Tough Time in Senate Expected

Bush’s political opponents considered the House measure too weak on conservation and alternative energy sources, and too supportive of traditional energy interests. Senate Democrats are expected to balk at two provisions in particular: oil drilling in Alaska’s Arctic National Wildlife Refuge (ANWR) and liability protection for makers of methyl-tertiary butyl ether (MTBE), a gasoline additive.

Proponents of oil extraction from ANWR say the area could produce as much as a million barrels of oil a day with methods that would be protective of the environment. ANWR drilling, they say, would help reduce the country’s dependence on foreign sources of oil.

But some Senate Democrats have pledged to filibuster any energy bill that opens ANWR to drilling, saying oil from the refuge wouldn’t be available quickly enough to address concerns over oil prices and foreign oil dependence.

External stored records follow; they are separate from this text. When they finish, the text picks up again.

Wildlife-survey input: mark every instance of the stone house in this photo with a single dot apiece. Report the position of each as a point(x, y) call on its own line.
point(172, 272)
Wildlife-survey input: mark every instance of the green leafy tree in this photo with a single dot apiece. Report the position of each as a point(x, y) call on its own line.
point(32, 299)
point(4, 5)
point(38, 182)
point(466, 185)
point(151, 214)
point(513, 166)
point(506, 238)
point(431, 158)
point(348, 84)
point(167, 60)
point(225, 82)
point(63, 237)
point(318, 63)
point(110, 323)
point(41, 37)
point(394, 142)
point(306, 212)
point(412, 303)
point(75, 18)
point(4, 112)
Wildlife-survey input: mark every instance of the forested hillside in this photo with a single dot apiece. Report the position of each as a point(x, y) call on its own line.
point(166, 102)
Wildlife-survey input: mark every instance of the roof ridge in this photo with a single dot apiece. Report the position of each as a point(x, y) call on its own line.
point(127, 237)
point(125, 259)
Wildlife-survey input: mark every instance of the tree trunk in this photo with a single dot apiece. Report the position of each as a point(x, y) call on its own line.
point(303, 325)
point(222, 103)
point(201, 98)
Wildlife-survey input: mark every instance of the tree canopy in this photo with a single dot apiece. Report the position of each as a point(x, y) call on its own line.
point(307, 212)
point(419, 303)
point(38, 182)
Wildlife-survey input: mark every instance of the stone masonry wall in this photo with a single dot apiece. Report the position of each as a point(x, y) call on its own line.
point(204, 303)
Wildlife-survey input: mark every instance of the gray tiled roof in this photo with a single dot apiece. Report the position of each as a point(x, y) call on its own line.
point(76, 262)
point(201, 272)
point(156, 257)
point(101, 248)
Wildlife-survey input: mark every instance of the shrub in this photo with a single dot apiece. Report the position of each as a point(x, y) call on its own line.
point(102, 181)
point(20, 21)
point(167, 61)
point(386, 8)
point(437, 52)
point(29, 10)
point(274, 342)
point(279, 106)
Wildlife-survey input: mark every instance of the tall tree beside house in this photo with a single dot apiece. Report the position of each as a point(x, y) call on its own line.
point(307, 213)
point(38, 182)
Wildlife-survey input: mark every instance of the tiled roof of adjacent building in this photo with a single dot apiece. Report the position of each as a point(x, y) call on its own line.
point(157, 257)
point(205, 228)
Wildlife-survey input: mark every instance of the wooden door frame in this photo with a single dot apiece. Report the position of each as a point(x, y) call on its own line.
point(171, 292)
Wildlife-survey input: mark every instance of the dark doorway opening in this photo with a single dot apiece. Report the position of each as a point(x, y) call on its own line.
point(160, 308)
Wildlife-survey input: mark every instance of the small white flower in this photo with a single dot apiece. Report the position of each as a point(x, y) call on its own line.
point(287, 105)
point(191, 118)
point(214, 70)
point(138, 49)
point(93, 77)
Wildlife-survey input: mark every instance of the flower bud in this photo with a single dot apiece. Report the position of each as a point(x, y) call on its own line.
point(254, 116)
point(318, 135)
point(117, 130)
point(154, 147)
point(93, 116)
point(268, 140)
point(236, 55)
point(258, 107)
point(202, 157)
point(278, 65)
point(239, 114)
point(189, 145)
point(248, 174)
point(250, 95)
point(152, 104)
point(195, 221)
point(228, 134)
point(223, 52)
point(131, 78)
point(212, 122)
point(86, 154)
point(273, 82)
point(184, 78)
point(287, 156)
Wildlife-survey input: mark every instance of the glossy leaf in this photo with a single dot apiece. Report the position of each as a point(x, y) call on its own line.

The House bill also provides funds for research into oil and natural gas drilling in the deep waters of the Gulf of Mexico; an amendment aimed at shielding the Great Lakes from oil and gas drilling failed.

MTBE Protection

The most spirited debate came in response to the House bill’s protection for makers of MTBE, a gasoline additive alleged to have contaminated drinking water supplies in several states. As many as 80 lawsuits have been filed by states and local communities against MTBE manufacturers and oil refiners in an effort to get money to cover cleanup costs, estimated at $29 billion or more.

Opponents of the liability protection, led by California Democrat Lois Capps, say it amounts to an unfunded federal mandate on state and local governments. Supporters of the provision said a federal mandate created the problems in the first place, noting the federal government required oil companies to find a fuel additive to replace lead, and MTBE was at the time the best available option.

The House measure requires oil refiners to phase out their use of MTBE by 2014 and includes $2 billion in funds to help refiners make the transition to other additives. Refiners will be required under the bill to use 5 billion gallons of corn-based ethanol by 2012.

As this issue went to press, no energy bill had been introduced in the Senate, but action there was expected soon.


Diane Carol Bast ([email protected]) is executive editor of Environment & Climate News.